Two months ago was introduced the G80 and the set of OpenGL extensions allowing access to all of its new functionalities (cf. my posts on G80 architecture and OpenGL extensions, it is in French but can be translated with the British flag button on top left. You can also refer to that also provides a good analysis on G80 OpenGL extensions in french). Among them are GPU Shaders model 4 and the new Geometry Shader they introduce.

For the first time, on-GPU dynamic generation of geometric primitives becomes possible.  But till now, very few examples and tutorials on theses functionalities are available. The only tutorial I have been able to find is the one from Xie Yongming, it’s a good start but unfortunately its source code is unavailable.

This simple example will show how to use GLSL Geometry Shaders (EXT_geometry_shader4 and EXT_gpu_shader4) and the new integer texture formats (EXT_texture_integer) extensions to implement the Marching Cubes algorithm entirely on the GPU. The implementation I will present is probably not the most efficient but I think it is a good example, showing the usage of the new shader stage, new texture formats and binary operations within shader.


    Geometry Shader stage take place between Vertex Shader and Viewport Clipping stage. It operates on assembled primitives transformed by Vertex Shader (Points, Lines or Triangles) and generates -per primitive- a set of new primitives (whose types are currently limited to Points, Line Strip and Triangle Strip) that are assembled in another assembly stage before being sent to Clipping stage and rasterization. All input primitive vertices can be accessed by the program and an arbitrary number of output primitives can be generated, it can also generate no primitive. New primitives types are provided allowing to pass primitives adjacencies informations to the shader.

The first and immediate application of this stage is for implicit surface determination from scalar field and I will show a first approach to implement Marching Cubes algorithm entirely on a Geometry Shader. I am currently making performances benchmarks and optimizations but it already seems to be quite efficient compared to classical CPU implementations.

This implementation is based on Paul Bourke Marching Cubes implementation that can be found at . This code use two tables helping to find quickly edges where vertices should be created and the triangulation of theses vertices for a marching cube grid element.

The idea of the algorithm is to send points primitives to the Geometry Shader, each point representing one Marching Cube grid cell. The Geometry Shader Operate on each point and generate for a point the set of triangles needed to cut the cell with isosurface. 3D scalar field values are fetched from a 16 bits floating point 3D texture and the two accelerations tabs are fetched with integer access to 2D integer textures.

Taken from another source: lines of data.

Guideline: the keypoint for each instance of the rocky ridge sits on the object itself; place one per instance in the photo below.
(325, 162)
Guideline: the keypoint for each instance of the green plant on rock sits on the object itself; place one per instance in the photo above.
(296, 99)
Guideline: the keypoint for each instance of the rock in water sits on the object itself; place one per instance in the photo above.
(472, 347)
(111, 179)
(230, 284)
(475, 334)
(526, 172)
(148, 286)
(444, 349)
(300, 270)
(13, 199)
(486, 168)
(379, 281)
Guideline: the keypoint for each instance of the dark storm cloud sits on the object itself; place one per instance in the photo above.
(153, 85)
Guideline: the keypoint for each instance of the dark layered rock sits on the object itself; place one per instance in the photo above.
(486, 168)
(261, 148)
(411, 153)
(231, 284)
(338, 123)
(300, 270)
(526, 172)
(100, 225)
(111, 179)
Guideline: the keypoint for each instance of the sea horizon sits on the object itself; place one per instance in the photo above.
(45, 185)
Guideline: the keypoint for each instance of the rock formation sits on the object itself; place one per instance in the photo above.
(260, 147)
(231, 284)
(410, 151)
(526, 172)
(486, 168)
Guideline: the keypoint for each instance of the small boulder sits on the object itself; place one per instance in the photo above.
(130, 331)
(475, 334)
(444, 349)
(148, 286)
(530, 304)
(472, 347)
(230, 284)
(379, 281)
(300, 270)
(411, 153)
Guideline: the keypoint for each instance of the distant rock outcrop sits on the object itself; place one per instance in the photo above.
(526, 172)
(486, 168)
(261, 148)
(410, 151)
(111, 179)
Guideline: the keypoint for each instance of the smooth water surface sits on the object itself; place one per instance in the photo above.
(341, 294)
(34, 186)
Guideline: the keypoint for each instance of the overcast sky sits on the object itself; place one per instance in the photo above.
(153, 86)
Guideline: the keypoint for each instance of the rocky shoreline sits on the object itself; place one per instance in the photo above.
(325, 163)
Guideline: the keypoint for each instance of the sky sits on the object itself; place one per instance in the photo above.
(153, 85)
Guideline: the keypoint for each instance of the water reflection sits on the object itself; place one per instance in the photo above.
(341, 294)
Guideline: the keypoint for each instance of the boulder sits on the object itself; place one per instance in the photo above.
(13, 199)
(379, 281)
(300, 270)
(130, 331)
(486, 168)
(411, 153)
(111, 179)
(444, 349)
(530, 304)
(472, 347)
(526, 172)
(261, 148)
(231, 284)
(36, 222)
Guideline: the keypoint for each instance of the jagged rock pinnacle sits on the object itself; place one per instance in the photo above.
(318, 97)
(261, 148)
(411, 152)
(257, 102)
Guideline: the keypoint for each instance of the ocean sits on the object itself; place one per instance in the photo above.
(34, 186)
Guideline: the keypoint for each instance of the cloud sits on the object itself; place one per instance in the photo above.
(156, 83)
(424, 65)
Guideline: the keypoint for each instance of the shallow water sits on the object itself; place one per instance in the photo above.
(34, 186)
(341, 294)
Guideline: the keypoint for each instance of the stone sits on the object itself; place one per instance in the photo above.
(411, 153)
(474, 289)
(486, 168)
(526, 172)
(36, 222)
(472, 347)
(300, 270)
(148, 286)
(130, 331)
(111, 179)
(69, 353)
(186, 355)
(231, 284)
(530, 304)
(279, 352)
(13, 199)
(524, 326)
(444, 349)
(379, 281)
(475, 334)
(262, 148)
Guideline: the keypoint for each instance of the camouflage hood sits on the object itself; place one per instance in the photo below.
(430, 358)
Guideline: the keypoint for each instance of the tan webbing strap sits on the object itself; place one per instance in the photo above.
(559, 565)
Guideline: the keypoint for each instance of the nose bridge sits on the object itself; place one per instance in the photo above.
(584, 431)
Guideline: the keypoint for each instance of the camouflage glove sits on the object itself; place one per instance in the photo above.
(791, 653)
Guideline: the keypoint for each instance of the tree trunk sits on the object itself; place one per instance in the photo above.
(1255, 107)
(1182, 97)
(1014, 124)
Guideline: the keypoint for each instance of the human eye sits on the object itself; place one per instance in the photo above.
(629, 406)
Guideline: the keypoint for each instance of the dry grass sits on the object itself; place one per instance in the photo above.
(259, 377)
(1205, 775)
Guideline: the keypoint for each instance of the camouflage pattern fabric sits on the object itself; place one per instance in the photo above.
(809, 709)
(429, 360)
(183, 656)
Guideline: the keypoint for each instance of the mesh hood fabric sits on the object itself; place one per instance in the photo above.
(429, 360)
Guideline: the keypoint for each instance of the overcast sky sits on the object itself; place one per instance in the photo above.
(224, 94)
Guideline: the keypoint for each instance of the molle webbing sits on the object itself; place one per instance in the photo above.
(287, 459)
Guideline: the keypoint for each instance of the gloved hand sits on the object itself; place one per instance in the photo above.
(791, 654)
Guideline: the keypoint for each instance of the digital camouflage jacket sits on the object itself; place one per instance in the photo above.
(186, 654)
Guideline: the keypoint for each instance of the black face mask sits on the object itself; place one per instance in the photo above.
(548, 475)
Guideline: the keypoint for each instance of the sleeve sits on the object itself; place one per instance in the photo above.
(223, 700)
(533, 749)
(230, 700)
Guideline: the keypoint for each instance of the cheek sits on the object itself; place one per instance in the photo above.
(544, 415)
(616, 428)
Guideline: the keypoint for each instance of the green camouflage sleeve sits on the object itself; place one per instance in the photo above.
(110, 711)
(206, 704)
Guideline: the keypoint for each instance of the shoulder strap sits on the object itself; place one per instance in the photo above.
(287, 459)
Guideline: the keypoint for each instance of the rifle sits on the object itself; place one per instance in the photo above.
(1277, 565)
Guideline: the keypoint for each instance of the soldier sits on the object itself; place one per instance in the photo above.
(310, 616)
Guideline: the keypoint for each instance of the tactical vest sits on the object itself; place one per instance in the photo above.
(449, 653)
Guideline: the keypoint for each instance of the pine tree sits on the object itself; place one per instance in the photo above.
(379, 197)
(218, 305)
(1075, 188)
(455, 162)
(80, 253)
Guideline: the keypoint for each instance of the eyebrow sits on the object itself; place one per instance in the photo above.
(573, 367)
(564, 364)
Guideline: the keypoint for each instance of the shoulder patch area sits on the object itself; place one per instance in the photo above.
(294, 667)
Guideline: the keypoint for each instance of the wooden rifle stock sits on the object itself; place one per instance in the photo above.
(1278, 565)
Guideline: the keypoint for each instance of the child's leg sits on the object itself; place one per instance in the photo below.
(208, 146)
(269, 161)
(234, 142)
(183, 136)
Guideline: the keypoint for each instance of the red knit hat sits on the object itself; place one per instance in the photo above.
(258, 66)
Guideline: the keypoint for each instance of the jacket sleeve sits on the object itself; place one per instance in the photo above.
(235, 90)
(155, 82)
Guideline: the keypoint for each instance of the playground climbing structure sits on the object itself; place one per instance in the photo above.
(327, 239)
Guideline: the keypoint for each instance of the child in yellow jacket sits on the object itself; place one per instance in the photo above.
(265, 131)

Till the next revision of Cg (certainly 1.6 which is the revision reported by driver’s GLSL compiler), GLSL is the only high level language to allow programming the Geometry Shader Stage. This tutorial will highlight interesting code portions and the full source code is available in the next section.

Source Code and Demo

    The following zip file contain all the C++ source code of this tutorial, a visual studio 8 project and a Windows executable (to use only with a GeForce 8800 or with G80 emulation enabled). It uses GLUT (for Windows: ) for window management and the last version of the GLEW extension loader library ( ).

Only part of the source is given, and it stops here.